Anggapan bahwa kalau pemilihan kepala daerah (pilkada) secara langsung diubah menjadi dipilih DPRD hanya akan merugikan lembaga survei dinilai sebagai guyonan dan terlalu menyederhakan masalah. Pasalnya, pilkada langsung adalah bagian dari deliberative democracy yang memberikan hak politik pada rakyat untuk berpartisipasi langsung pada proses-proses pemilu.
"Jadi tidak semua proses diwakilkan ke elite politik saja. Di Amerika sebetulnya pemilu langsung juga, cuma dibedakan ada popular vote dan electoral vote," tegas pengamat politik dari FISIP UIN Syarif Hidayatullah Jakarta, Ahmad Fuad Fanani, (Selasa, 16/9).
Menurut Fuad, ada yang prinsipil dalam soal pilkada langsung atau lewat DPRD. Yaitu, tentang pentingnya bangunan sistem kenegaraan Indonesia.
"Kita memakai sistem presidensial, makanya presiden dipilih langsung oleh rakyat agar mendapat legitimasi kuat. Dulu sistem parlementer ditolak karena eksekutif lemah dan gampang diintervensi dan bahkan diturunkan oleh legislatif. Akibatnya, program-program pembangunan dan pemberdayaan rakyat jadi tidak tuntas. Karena kita memilih sistem presidensial, maka turunan ke bawahnya mestinya harus sama," ungkapnya.

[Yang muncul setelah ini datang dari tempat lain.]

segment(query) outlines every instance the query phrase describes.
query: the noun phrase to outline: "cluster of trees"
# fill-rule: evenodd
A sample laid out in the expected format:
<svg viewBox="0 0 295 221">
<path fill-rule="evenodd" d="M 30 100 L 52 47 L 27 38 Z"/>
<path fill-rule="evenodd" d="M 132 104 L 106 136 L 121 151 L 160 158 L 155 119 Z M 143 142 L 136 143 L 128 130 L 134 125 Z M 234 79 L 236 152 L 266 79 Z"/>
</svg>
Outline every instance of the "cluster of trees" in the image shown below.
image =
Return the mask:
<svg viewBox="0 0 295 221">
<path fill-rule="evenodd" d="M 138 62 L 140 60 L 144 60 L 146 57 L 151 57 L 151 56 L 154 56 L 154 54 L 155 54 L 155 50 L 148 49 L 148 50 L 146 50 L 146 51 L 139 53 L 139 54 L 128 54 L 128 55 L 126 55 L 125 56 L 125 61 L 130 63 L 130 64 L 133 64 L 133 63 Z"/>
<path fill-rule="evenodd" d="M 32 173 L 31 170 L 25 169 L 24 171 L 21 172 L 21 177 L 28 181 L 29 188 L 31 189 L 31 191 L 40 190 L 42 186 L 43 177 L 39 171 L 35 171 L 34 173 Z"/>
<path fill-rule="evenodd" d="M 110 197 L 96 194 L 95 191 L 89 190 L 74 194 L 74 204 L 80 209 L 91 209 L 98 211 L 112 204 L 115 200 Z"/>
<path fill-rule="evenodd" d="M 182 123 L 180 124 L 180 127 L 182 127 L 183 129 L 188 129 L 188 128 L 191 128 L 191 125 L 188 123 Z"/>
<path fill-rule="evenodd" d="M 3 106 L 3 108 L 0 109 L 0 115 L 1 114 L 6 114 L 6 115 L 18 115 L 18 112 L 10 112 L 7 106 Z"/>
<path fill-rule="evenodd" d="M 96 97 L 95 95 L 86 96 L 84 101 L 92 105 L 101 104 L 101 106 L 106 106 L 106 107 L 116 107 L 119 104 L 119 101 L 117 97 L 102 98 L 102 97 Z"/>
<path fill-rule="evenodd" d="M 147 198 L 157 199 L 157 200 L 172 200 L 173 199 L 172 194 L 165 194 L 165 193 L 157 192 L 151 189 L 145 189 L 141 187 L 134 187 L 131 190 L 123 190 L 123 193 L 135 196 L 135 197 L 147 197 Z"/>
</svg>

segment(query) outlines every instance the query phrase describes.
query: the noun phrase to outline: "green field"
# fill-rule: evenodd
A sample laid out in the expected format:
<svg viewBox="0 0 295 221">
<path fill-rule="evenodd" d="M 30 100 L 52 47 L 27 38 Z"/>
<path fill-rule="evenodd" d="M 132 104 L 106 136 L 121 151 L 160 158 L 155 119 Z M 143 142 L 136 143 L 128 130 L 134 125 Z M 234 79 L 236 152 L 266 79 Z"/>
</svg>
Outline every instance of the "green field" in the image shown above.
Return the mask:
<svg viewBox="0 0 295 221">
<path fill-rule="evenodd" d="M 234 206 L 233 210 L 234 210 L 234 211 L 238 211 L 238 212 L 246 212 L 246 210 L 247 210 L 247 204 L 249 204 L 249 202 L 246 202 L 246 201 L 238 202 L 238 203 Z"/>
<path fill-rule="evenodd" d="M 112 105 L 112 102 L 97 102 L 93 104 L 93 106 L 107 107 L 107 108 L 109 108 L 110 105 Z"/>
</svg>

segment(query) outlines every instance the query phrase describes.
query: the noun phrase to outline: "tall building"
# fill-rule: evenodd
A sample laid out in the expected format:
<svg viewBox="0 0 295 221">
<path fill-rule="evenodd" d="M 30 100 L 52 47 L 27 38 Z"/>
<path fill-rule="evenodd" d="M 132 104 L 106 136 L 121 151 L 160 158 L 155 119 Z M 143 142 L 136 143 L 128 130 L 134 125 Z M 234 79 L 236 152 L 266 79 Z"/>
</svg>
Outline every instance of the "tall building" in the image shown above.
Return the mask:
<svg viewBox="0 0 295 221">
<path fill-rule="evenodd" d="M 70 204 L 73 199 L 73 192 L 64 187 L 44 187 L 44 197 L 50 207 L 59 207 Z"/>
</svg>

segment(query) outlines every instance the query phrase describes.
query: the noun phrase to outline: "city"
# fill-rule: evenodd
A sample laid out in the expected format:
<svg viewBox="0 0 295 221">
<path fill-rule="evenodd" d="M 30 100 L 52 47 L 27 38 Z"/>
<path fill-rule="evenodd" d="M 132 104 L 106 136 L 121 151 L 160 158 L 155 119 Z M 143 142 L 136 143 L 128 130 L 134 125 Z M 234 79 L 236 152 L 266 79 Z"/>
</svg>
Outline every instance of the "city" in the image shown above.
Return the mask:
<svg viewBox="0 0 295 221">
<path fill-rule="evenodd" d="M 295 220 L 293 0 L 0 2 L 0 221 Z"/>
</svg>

Karena itu, dia menambahkan, setidaknya terdapat dua potensi kerugian terbesar yang akan dialami apabila pilkada lewat DPRD. Pertama, akan terjadi instabilitas demokrasi karena DPRD bisa mengajukan interpelasi dan menurunkan kepala daerah setiap saat.
"Jika ini terjadi, DPRD bisa menyandera kepala daerah dengan kepentingan-kepentingannya," ujar tokoh muda Muhammadiyah jebolan Flinders University-Australia ini.
Kedua, hilangnya mekanisme
punishment pada kepala daerah yang tidak bekerja serius. Jika melalui pilkada langsung, rakyat bisa mengukumnya dengan tidak memilih lagi incumbent yang tidak serius bekerja.
"Tapi kalau pilkada lewat DPRD, kalaupun kepala daerahnya tidak serius bekerja tapi ia bisa "menguasai" DPRD, dan melenggang ke kekuasaaan lagi," imbuh Direktur Riset MAARIF Institute ini.
Fuad mengakui bahwa dalam pelaksanaan pilkada secara langsung selama ini terdapat permasalahan. Namun dia mengingatkan, cara menyelesaikannya bukan berarti harus kembali ke ke belakang atau dipilih DPRD.
"Pihak-pihak yang tidak puas dengan pilkada langsung dan ingin kembali ke belakang itu seperti orang yang berenang di lautan. Saat sudah sampai di tengah, tiba-tiba dia ragu. Mereka ragu jangan-jangan di depan ada ikan hiu yang (akan) memakannya, akhirnya mereka balik ke tepian lagi. Padahal, bisa jadi pas balik itu mereka bertemu ikan paus yang mengancam dan siap memakannya juga," demikian Fuad bertamsil.